Hector Fabio Henao leads Caritas Colombia’s peace efforts
Credits: Caritas
Michelle Hough, dans le Sud de la Colombie
Ingrid Bétancourt a été sauvée après avoir passé plus de six ans en captivité à cause du conflit silencieux qui dure depuis 40 ans en Colombie.
« Silencieux », parce que peu de gens à l’extérieur de la Colombie auront entendu parler du travailleur humanitaire de Caritas tué en juin; ou des quatre professeurs qui ont été enlevés – dont deux ont par la suite été assassinés – la même semaine; ou des trois enfants qui se sont aventurés dans un champ pour cueillir des pêches et ont été déchiquetés par des mines antipersonnel la veille de la libération de Bétancourt.
« La libération d’Ingrid Bétancourt est une très bonne nouvelle pour l’Église et un grand pas dans la bonne direction pour résoudre la crise humanitaire en Colombie », a déclaré Mgr Hector Fabio Henao, le secrétaire général de Caritas Colombie.
« Cependant, il faut attendre d’avoir une meilleure compréhension de la situation, car il s’agit d’une crise très complexe », a-t-il ajouté.
C’est en effet une crise qui oppose les groupes de guérilla de gauche, les paramilitaires de droite et l’armée et qui a délocalisé quelque quatre millions de personnes depuis 1985, dans un pays qui se classe au premier rang dans le monde pour le nombre d’accidents liés à des mines antipersonnel.
« Les évêques colombiens œuvrent sans relâche auprès des groupes armés pour les persuader d’établir les conditions d’une paix juste et négociée dans notre pays », a dit Mgr Henao.
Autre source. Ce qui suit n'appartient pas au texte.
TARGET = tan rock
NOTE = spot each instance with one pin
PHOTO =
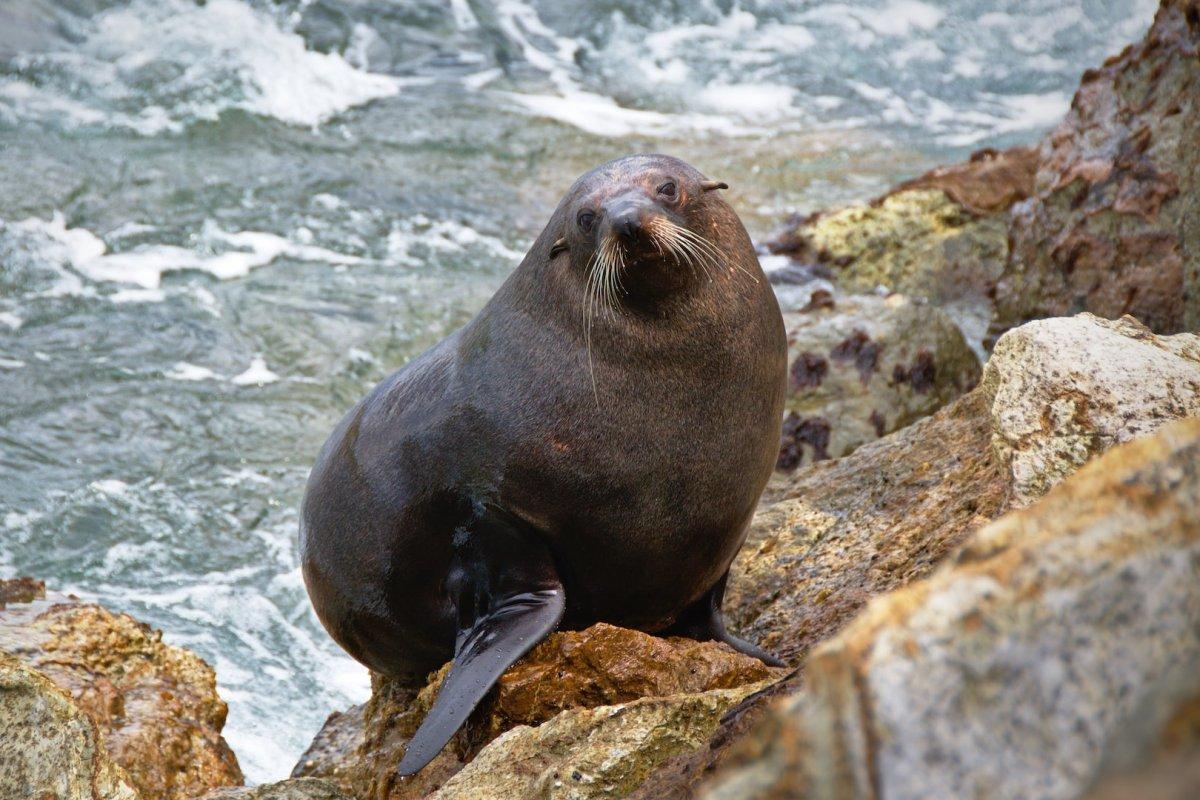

Les évêques jouent parfois un rôle de liaison entre les groupes et les communes armés afin d’essayer d’aborder la paix et les questions humanitaires. Ils collaborent aussi avec des organismes afin de promouvoir l’adoption de mesures législatives par le Parlement qui visent à indemniser les victimes de violence et de déplacements forcés.
À la base, Caritas Colombie soutient les victimes de la violence et leur famille et s’efforce de faire participer les communes à des activités d’édification de la paix.
Mgr Henao ajoute que ceux et celles qui travaillent pour Caritas à ce niveau risquent d’être victimes de violentes représailles et paient parfois de leur vie – comme Felipe Landazury, qui a été tué par des hommes armés le mardi 24 juin à Candelilla de la Mar, au Tumaco, près de la frontière de l’Équateur.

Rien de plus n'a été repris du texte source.